The landscape has changed so much and the trail markers are now indicated in blue, resembling the sky. There are no signs anywhere of geysers or rolling brown mountains: now I’m surrounded with harsh, jagged mountains covered in green moss for miles and miles. Its a cold, uninviting hostile place. It even seems the rivers have cut trenches especially to hide from the ominous mountains on their journey through the valley. Yet this is where the wildlife can survive and it is also spectacular in its own way.

Before the trail enters into an area of reclaimed farm land full of native trees, mostly birch, the final river crossing must be conquered. This river can sometimes be up to hip height, and very fast flowing. Fortunately today, with the little amount of rain fall recently, the water was only just below knee height, although still very fast flowing in deeper areas. The crossing for me was a little scary because it was easy to lose balance looking down at the speed of the water. I was really thankful for my hiking poles.

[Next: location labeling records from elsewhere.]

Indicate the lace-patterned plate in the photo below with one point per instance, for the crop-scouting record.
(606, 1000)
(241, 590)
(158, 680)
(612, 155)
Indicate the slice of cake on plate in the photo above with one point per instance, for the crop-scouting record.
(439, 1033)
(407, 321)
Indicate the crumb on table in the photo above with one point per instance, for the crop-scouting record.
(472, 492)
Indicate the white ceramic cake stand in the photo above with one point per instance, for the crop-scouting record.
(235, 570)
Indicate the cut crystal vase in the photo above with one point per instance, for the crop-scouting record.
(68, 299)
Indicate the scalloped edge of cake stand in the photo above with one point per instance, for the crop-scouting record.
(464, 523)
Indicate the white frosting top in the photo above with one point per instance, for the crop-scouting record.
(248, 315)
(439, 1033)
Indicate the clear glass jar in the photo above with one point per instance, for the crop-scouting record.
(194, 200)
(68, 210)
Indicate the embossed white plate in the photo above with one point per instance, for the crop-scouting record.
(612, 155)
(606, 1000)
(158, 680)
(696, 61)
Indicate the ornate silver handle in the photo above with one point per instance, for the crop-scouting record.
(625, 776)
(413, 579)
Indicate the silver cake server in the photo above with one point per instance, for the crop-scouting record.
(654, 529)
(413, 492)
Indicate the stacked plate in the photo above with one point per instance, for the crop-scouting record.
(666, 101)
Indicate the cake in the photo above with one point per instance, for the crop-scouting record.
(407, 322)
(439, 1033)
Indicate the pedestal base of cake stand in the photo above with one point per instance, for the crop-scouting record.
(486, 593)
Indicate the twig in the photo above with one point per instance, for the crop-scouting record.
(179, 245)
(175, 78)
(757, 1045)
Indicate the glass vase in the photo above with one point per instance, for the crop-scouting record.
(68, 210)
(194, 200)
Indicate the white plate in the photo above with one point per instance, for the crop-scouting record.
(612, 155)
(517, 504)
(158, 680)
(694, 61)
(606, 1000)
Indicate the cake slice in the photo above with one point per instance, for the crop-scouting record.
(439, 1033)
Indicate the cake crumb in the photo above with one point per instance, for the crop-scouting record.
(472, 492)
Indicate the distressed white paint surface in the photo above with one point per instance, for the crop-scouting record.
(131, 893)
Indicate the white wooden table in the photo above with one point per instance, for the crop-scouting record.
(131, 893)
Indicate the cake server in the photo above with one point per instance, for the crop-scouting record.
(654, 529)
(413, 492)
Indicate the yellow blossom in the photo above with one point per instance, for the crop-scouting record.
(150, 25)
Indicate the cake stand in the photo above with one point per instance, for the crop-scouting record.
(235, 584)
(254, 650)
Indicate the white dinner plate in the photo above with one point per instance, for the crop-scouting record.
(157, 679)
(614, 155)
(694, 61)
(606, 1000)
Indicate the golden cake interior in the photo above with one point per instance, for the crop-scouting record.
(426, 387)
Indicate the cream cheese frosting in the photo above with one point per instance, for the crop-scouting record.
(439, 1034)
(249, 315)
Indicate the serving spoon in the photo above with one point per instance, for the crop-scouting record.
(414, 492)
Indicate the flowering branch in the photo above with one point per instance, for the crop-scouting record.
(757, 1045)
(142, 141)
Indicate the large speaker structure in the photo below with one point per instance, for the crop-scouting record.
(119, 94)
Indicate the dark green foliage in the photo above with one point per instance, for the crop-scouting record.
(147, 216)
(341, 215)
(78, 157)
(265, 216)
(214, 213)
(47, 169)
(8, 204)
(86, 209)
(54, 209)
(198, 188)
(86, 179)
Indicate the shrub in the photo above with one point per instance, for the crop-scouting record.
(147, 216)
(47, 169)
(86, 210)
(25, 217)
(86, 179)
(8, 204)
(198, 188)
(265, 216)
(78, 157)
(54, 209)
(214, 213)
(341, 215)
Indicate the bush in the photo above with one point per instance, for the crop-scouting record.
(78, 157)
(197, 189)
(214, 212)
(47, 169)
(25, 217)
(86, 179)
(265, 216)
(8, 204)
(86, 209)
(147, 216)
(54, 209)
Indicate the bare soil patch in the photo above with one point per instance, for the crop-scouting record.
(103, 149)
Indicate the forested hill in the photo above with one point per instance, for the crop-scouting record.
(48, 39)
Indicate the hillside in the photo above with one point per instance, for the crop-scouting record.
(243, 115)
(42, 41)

I loved, loved, loved the location of the hut I chose to stay at in Porsmork. Rivers, mountains, beer sum up perfectly my brief stay at Langidalur hut. Right on the bank of the Krossa river it felt wedged in between a narrow valley. Just further down stream is the site of the 2010 volcano eruption of Eyjafjallajokull, and its still possible to see volcanic ash on the snow.

In the last few kilometres of the Laugavegur Trail I thought maybe I’d have an anti-enthusiasm pop up out of nowhere about not wanting to complete the walk after my long, careful preparation, and I’d slow to a snail pace; or maybe I’d be racing out of adrenalin to make the claim I’d finished it; maybe even rush along thoughtlessly for the sake of my feet and legs. Truth be told, I actually didn’t feel strongly about any of these. After four days of walking – the longest I’d ever walked – I just realised I’ve found a new appreciation for my actions in the present, with no reason to be concerned over the future. I just need to walk. So that’s what I did.